The Scandal star walked the red carpet at the Golden Globes on Sunday with her "hot date" of a husband, Nnamdi Asomugha, telling ET's Nancy O'Dell that while she was wearing black in solidarity with those experiencing sexual harassment and inequality in the workplace, her man was sporting a Time's Up pin.
"He has a Time's Up pin. He knows what time it is!" she yelled. "You gotta get a woke man, ladies. You gotta get a woke man!"
Washington has been involved in Time's Up "from the beginning," telling ET why she and other women in Hollywood decided to start the initiative after receiving a letter from female farm workers.
"These issues are not only issues in Hollywood. These are issues that are systematic. It's about systemic toxicity across all industries," she shared. "So we decided to come together to say 'Time's Up' on the imbalance of power.
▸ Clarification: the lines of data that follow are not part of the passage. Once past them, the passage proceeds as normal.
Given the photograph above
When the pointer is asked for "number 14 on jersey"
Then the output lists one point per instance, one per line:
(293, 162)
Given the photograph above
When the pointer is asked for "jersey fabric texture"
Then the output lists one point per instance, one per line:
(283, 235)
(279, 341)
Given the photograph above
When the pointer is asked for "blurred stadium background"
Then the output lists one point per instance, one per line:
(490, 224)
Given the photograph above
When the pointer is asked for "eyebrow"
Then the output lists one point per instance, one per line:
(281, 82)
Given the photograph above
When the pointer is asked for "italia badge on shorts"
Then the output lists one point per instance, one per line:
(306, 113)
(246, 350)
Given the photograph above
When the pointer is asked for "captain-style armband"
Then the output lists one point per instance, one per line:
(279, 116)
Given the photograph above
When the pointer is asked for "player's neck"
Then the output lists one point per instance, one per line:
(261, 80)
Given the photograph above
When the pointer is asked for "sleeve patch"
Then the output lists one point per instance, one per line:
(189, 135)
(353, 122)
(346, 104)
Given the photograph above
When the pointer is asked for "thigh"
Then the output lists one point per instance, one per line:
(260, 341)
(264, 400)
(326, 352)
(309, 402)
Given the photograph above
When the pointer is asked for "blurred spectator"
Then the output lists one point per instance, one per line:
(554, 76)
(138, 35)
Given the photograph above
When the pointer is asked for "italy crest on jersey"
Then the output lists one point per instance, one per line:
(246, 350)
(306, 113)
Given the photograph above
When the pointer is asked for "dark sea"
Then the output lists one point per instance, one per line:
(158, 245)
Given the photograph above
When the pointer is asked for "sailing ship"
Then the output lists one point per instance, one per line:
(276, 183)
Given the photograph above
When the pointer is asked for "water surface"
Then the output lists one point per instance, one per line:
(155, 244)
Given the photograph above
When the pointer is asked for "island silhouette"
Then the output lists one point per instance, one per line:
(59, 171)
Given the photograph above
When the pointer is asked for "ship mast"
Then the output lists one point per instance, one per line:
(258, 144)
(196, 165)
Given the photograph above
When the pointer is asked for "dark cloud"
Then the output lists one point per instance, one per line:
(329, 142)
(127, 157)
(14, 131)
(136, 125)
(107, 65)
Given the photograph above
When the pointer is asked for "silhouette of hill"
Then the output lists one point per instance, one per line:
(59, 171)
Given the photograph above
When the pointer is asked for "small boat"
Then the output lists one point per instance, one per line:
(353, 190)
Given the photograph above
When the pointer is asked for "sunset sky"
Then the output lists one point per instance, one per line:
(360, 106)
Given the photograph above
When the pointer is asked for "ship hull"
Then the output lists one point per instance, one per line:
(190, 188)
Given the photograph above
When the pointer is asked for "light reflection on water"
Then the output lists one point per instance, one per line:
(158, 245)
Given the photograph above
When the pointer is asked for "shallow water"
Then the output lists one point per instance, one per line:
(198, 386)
It's time that women stand together across all industries."
"We started this legal defense fund that's not for women in Hollywood. It is for women in other industries, farm workers, teachers, domestic workers, women who don't have access to legal representation to have that kind of support. So we're doing that. We have a campaign called 50/50by2020, that helps shift power in all the agencies and studios and places of power. So it really is about women coming together to say the workplace should be safe for everyone," she explained. "We're very proud. We've raised $15 million [for the legal defense fund] already."
"It really is about a community of women coming together. Often we're isolated and separated. There's one or two of us on a movie, if we're lucky," Washington confessed. "It's been really exciting to be a part of a group of women in this industry that is young and old, white, black, Latina, Asian, working as writers, as lawyers, as directors, as actors, all coming together to say, 'We have to support each other, but more importantly, we have to support any marginalized community, who feels like their workplace is not safe for them.'"
"It's a dream come true," she gushed. "It makes me think about tonight, all these women coming together, and that's what we do at Shondaland every day. We are able to support each other and lift each other up and the fact that I get to do scenes with Viola Davis is such a dream come true, because she's such a hero of mine. And we've done a lot of press together for Shondaland, but to be able to work together is pretty phenomenal."
As for what fans can expect for the epic television event, Washington was pretty tight-lipped.
"The writers felt like they found a storyline that worked for both shows, and a theme that both shows were exploring, and so it just worked out. I'm so scared I'm going to say something that I'm not supposed to say," she confessed. "It is really wonderful to work with Viola Davis [and] it's really nice to work in an environment where women support women."